Reconstitution of IgM-mediated NF-κB activity in BTK-deficient DT40 cells by ectopic expression of wild-type (WT) BTK. (A) Transient transfections of WT and BTK-deficient DT40 cells were conducted with NF-κB–driven luciferase reporter and pRLTK constructs, the latter serving as an internal transfection control for the assay. Cells were cultured for 16 h and then stimulated for 4 h with medium, M4 anti-chicken IgM (10 μg/m; light bars), or PMA and ionomycin (30 nM and 1 mM, respectively; dark bars).

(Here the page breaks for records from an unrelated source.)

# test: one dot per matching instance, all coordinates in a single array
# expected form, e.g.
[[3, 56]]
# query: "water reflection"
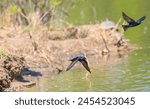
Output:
[[126, 73]]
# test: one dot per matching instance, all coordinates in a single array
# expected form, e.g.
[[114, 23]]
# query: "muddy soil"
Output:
[[46, 51]]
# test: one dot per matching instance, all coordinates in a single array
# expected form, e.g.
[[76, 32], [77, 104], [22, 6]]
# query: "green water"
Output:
[[133, 74]]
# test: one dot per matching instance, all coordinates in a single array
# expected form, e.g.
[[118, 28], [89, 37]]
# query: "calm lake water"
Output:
[[133, 74]]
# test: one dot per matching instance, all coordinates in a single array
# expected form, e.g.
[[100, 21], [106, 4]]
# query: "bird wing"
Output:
[[72, 64], [85, 64], [127, 18], [141, 19]]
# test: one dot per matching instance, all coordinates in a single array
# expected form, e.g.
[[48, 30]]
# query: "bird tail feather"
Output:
[[125, 27]]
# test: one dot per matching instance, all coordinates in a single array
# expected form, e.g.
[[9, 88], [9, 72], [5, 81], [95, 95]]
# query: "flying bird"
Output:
[[81, 59], [131, 22]]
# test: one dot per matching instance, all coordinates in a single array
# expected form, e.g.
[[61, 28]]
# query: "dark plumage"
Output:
[[131, 22], [81, 59]]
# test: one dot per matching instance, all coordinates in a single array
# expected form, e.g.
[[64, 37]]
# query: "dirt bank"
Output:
[[47, 51]]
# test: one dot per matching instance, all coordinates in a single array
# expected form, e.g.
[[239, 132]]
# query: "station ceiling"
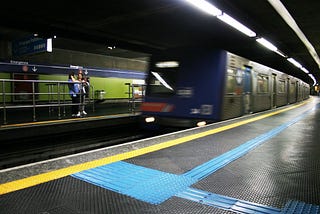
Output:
[[138, 28]]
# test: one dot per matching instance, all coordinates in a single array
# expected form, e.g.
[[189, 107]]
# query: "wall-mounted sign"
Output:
[[31, 45]]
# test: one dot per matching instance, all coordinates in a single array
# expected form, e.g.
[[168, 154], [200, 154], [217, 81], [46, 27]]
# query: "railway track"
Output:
[[29, 150]]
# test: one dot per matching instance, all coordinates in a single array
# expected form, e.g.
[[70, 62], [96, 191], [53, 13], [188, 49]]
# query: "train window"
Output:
[[263, 84], [161, 82]]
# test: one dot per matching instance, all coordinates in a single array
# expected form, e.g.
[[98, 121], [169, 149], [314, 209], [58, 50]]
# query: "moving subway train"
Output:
[[186, 88]]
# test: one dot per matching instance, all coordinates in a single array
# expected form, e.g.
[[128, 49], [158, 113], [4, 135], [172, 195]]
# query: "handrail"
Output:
[[56, 96]]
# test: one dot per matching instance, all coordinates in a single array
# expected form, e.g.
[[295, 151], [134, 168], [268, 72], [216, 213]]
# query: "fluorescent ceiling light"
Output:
[[305, 70], [267, 44], [205, 6], [270, 46], [167, 64], [314, 80], [294, 62], [49, 45], [283, 12], [237, 25]]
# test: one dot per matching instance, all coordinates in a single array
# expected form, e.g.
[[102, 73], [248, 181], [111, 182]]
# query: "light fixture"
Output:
[[283, 12], [49, 45], [149, 119], [270, 46], [314, 80], [237, 25], [167, 64], [294, 62], [305, 70], [267, 44], [201, 123], [206, 7]]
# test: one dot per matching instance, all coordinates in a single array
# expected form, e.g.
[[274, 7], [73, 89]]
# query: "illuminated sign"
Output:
[[31, 45]]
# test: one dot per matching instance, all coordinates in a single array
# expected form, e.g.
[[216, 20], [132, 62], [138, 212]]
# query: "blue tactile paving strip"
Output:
[[155, 186], [142, 183]]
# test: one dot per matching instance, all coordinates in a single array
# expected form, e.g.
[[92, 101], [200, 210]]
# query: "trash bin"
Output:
[[99, 94]]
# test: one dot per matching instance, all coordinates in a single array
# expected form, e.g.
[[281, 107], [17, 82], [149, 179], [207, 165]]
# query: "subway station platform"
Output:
[[262, 163]]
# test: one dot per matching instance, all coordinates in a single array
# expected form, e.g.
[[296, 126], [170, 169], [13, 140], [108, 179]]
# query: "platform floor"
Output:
[[262, 163]]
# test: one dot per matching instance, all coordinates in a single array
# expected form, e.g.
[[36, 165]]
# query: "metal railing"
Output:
[[34, 97]]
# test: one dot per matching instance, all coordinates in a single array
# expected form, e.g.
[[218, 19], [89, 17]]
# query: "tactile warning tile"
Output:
[[297, 207], [142, 183]]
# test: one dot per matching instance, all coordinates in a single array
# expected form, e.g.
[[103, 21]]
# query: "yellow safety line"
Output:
[[49, 176]]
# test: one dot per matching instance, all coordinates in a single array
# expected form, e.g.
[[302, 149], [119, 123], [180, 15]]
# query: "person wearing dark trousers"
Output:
[[74, 94]]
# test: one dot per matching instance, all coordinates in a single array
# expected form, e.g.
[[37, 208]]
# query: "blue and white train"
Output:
[[190, 87]]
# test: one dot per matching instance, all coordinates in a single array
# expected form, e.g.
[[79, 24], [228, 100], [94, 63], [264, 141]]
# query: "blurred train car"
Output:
[[190, 87]]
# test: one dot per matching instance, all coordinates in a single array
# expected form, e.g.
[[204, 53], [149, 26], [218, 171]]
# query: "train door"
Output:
[[23, 88], [247, 90], [288, 90], [297, 91], [274, 91]]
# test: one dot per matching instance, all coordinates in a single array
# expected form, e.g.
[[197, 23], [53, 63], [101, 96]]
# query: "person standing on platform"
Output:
[[74, 94], [83, 92]]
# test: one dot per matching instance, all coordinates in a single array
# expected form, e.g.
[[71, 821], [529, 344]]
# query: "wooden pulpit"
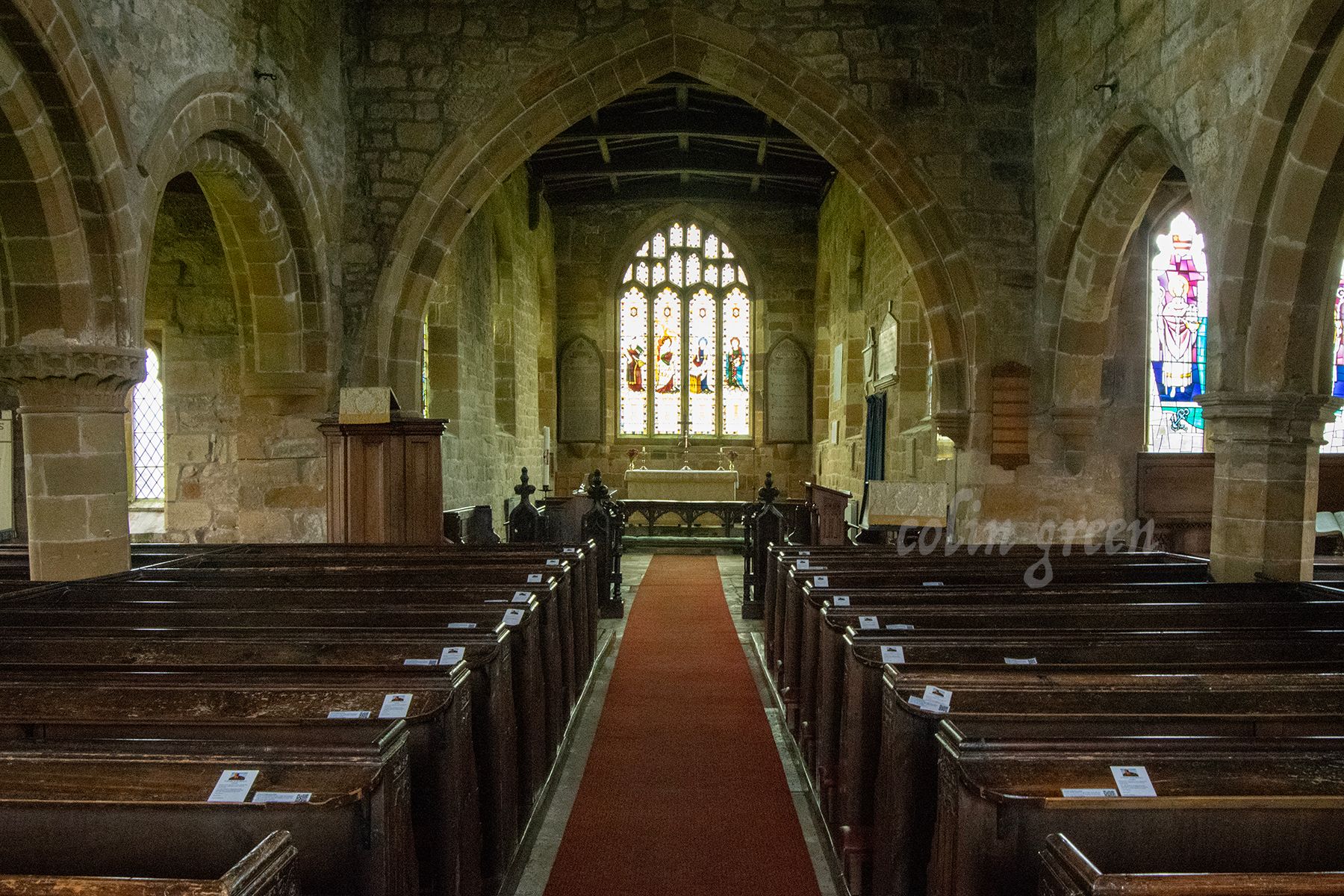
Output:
[[385, 481]]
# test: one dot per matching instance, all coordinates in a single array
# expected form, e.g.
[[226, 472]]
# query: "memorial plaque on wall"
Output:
[[788, 403], [889, 348], [581, 386]]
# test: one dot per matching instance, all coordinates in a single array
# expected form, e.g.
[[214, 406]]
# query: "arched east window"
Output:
[[685, 337], [147, 433], [1335, 429], [1177, 314]]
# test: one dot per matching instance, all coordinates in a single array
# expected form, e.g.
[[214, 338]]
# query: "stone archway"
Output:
[[1083, 258], [606, 67]]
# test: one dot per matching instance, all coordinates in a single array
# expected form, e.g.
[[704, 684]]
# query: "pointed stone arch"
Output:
[[265, 205], [1112, 195], [609, 66]]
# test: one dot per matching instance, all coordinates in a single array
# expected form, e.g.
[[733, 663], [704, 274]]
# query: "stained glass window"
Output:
[[425, 364], [685, 352], [635, 363], [1335, 429], [147, 433], [1177, 339]]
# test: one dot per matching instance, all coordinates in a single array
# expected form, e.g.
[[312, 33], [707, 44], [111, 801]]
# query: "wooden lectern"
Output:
[[385, 481]]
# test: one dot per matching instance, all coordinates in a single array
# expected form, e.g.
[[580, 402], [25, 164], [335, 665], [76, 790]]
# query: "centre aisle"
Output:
[[683, 791]]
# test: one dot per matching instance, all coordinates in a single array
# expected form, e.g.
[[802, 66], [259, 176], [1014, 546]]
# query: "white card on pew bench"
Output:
[[1133, 781], [281, 797], [893, 653], [396, 706], [1083, 793], [233, 786], [937, 699]]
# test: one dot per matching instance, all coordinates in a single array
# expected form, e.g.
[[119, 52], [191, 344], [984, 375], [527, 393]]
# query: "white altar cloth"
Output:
[[682, 485]]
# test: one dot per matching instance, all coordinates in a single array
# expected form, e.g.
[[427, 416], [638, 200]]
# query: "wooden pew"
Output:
[[1065, 871], [146, 802], [461, 727], [905, 790], [1231, 806], [268, 869]]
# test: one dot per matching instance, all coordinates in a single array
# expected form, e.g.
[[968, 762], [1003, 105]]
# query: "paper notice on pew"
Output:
[[1133, 781], [396, 706], [233, 786], [934, 700], [893, 653], [281, 797]]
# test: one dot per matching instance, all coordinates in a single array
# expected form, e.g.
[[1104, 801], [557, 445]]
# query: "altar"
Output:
[[682, 485]]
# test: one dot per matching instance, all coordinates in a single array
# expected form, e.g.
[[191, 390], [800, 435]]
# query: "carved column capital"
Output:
[[1266, 418], [72, 378]]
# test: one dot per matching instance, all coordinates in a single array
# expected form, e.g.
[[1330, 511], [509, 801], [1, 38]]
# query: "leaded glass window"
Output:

Cells were lysed and assayed as described in Materials and Methods. For each sample, luciferase activity was normalized to the pRLTK internal control. The graph shows the fold induction of luciferase activity relative to the luciferase activity detected in the lysates of cells cultured in medium only (= 1). This figure is representative of five experiments. (B) 10 μg of wild-type BTK or vector (pApuro) was transiently transfected together with reporter and internal control constructs as described above (A). Null + Vector lane shows background activity levels. PMA and ionomycin treatment of these cells resulted in similar induction (data not shown). Western blot analysis for detection of BTK expression was performed using lysates (equivalent of 2.5 × 10⁶ cells) from this assay. The anti-BTK antibody recognizes both mouse and chicken BTK protein. The reactivity of this antibody for the different BTK species is not known, and the fraction of cells transfected was not determined the expression levels in wild-type and transfected cells cannot be compared. The fold induction values are the mean of three experiments ± SD.